At initiation of translation, the anticodon of a special initiator transfer RNA, tRNAMef, pairs with the initiation codon bound at the P site of a ribosome. In eubacteria, chloroplasts and mitochondria, the initiating amino acid is formylmethionine (1). The formyl group permits binding by initiation factor 2. This, together with special features of tRNAMef, ensures that formylmethionine is delivered to the ribosomal P site and becomes the first amino-terminal amino acid to be incorporated into a polypeptide chain. The formyl group is removed subsequently, however, so that methionine is the first encoded amino acid. Formylmethionine tRNAMetf is not recognized by the elongation factor
EF-Tu, which delivers aminoacyl tRNA to the ribosomal A site for incorporation at internal positions in polypeptide proteins. Instead, the "elongator" that decode AUG, GUG, UUG, and AUU at internal positions in coding regions are not acylated with formylmethionine, but rather with methionine, valine, leucine, and isoleucine, respectively, as in the normal genetic code.
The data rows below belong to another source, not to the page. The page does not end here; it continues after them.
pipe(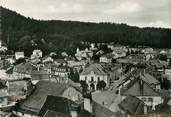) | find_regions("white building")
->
[15,52,24,60]
[31,50,43,59]
[80,64,109,90]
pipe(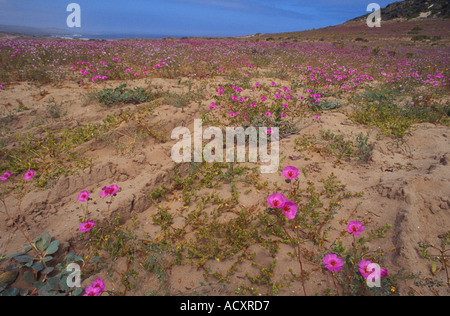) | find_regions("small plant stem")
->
[331,272,339,296]
[277,214,307,296]
[2,198,43,259]
[347,235,356,295]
There is a special context for initiator codons that gives them their distinctive function and meaning. In the overwhelming majority of cases in eubacteria, this special context is a short sequence of bases in the messenger RNA known as a Shine-Dalgarno sequence after its discoverers. It is located approximately 5 or more nucleotides 5′ of the initiator codon. The Shine-Dalgarno sequence of the messenger RNA pairs with a complementary sequence very close to the 3′ end of 16 S rRNA in the small (30 S) ribosomal subunit. The interaction serves to position the initiation codon for interaction with initiator tRNA at the ribosomal P site. In a small number of mRNAs from eubacterial bacteriophage or extreme thermophilic archae, there is no Shine-Dalgarno sequence, and occasionally no 5′ sequence at all. In these cases, some sequence 3′ to the start codon that is only partially defined serves to facilitate initiation.
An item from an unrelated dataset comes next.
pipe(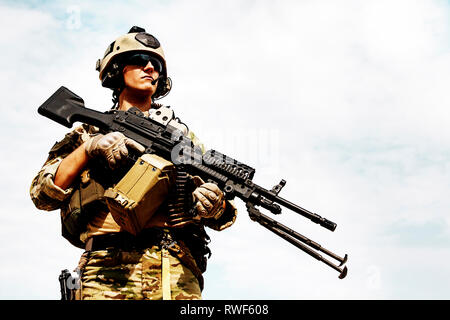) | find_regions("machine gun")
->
[38,87,347,279]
In eukaryotes, AUG is again by far the most common initiator codon, but CUG, ACG, and GUG are also found. The special initiator tRNA, tRNAMeti, inserts methionine and not formylmethionine. The discriminatory features used to specify when these codons are to function as initiators are different from that utilized in eubacteria. With the aid of initiation factors, the small, 40 S subunit of eukaryotic ribosomes generally associates with mRNA via a -cap structure and, at least in yeast, the poly A tail at the 3′ end of the mRNA also plays a role (2, 3). The recruited subunit then scans until a potential initiator codon flanked by a consensus sequence is encountered (4). The large, 60 S ribosomal subunit subsequently joins to complete assembly of the intact, 80 S ribosome. The great majority of eukaryotic start codons are recognized by ribosomes recruited in this manner, but there are two interesting exceptions.
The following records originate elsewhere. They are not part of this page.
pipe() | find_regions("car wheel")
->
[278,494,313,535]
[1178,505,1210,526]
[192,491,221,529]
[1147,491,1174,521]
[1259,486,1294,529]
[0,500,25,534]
1. The mRNA for a number of proto-oncogenes and transcription factors have one or more short open reading frames (ORF) preceding the main protein coding sequence. Ribosomes that have translated a particular short ORF may have the potential to reinitiate translation at the main ORF start codon location some distance in the 3′ direction. This mode of initiation has been studied in great depth in yeast GCN4 (5).
2. 2. Special structures known as IRES (internal ribosome entry segments) permit ribosomes to make initial contact with internal regions in mRNA and initiate translation at appropriately positioned start codons (6). IRES-mediated internal initiation was initially discovered in translation of the picornaviruses, polio virus and encephalomyocarditis, where it enables viral protein synthesis to escape the consequences of viral-induced inhibition of cap-mediated initiation (7, 8). This inhibition serves to inactivate host translation. However, the start codons of a small number of chromosomally encoded genes are also recognized by IRES-mediated initiation.